The [`DataLoader`](https://pytorch.org/docs/stable/data.html#torch.utils.data.DataLoader) class takes a `DataSet` object as input to handle to split the dataset into batches. The class `EqualLengthsBatchSampler` analyzes the input sequences to organize all sequences into groups of sequences of the same length. Then, each batch is sampled for a single group, ensuring that all sequences in the batch have the same length. In the following, we use a batch size of 256, although you can easily go higher since we are dealing with only sentences.

In [None]:
batch_size = 256

dataset_train = BaseDataset(X_train, y_train)
sampler_train = EqualLengthsBatchSampler(batch_size, X_train, y_train)
loader_train = DataLoader(dataset_train, batch_sampler=sampler_train, shuffle=False, drop_last=False)

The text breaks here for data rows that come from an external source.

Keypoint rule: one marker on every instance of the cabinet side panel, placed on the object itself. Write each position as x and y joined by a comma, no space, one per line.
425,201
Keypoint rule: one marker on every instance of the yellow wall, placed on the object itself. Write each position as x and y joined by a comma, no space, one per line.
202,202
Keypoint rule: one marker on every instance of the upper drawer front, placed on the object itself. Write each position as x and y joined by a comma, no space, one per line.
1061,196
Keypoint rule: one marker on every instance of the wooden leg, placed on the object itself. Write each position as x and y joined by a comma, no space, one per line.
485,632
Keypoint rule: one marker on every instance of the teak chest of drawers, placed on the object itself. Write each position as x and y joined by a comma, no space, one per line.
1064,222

dataset_test = BaseDataset(X_test, y_test)
sampler_test = EqualLengthsBatchSampler(batch_size, X_test, y_test)
loader_test = DataLoader(dataset_test, batch_sampler=sampler_test, shuffle=False, drop_last=False)

We can now iterate over all batches using a simple loop as follows:

In [None]:
for X, y in loader_train:
    print('X.shape:', X.shape)
    print('y.shape:', y.shape)
    break # We don't need to see all batches here

The shape of `X` reflects the number of samples (i.e., reviews) in the batch, and the length of all sequences in the batch. Note that the number of samples is most of the time much smaller than our specified batch size of 256 (see above). This is because we enforce that all sequences need to have the same length, and if there are less than 256 sequences of the same length in our dataset, the corresponding batch won't be full.

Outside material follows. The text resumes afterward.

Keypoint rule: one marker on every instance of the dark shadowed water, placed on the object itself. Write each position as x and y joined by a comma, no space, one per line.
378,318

**Side note:** There are standard techniques to have batches with sequences of initially different lengths (keyword: *padding*). Here, however, for convenience, we use the approach of packing sequences of the same length in the same batches. Also, it is easy to see that the chance of an underfull batch reduces for larger datasets.

---

## Training & Evaluating the RNN Model

With the training and test set prepared, we are now ready to build our RNN-based sentiment classification model.

### Auxiliary Methods

#### Evaluation

The code cell below implements the method `evaluate()` to, well, evaluate our model. Apart from the model itself, the method also receives the data loader as input parameter. This allows us later to use both `loader_train` and `loader_test` to evaluate the training and test loss using the same method.

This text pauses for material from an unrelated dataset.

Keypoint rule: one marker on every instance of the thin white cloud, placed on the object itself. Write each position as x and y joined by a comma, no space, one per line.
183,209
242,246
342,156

The method is very generic and is not specific to the dataset. It simply loops over all batches of the data loader, computes the log probabilities, uses these log probabilities to derive the predicted class labels, and compares the predictions with the ground truth to return the f1 score. This means, this method could be used "as is" or easily be adopted for all kinds of classifications tasks (incl. task with more than 2 classes).

In [None]:
def evaluate(model, loader):
    
    y_true, y_pred = [], []
    
    with tqdm(total=len(loader)) as progress_bar:

        for X_batch, y_batch in loader:
            batch_size, seq_len = X_batch.shape[0], X_batch.shape[1]
            
            # Move the batch to the correct device
            X_batch, y_batch = X_batch.to(device), y_batch.to(device)
            
            # Initialize the first hidden state h0 (and move to device)
            hidden = model.init_hidden(batch_size)

            if type(hidden) is tuple:
                hidden = (hidden[0].to(device), hidden[1].to(device))  # LSTM
            else:
                hidden = hidden.to(device)  # RNN, GRU
                    
            # Use model to compute log prbabilities for each class
            log_probs = model(X_batch, hidden)

            # Pick class with the highest log probability
            y_batch_pred = torch.argmax(log_probs, dim=1)

            y_true += list(y_batch.cpu().numpy())
            y_pred += list(y_batch_pred.cpu().numpy())
            
            # Update progress bar
            progress_bar.update(batch_size)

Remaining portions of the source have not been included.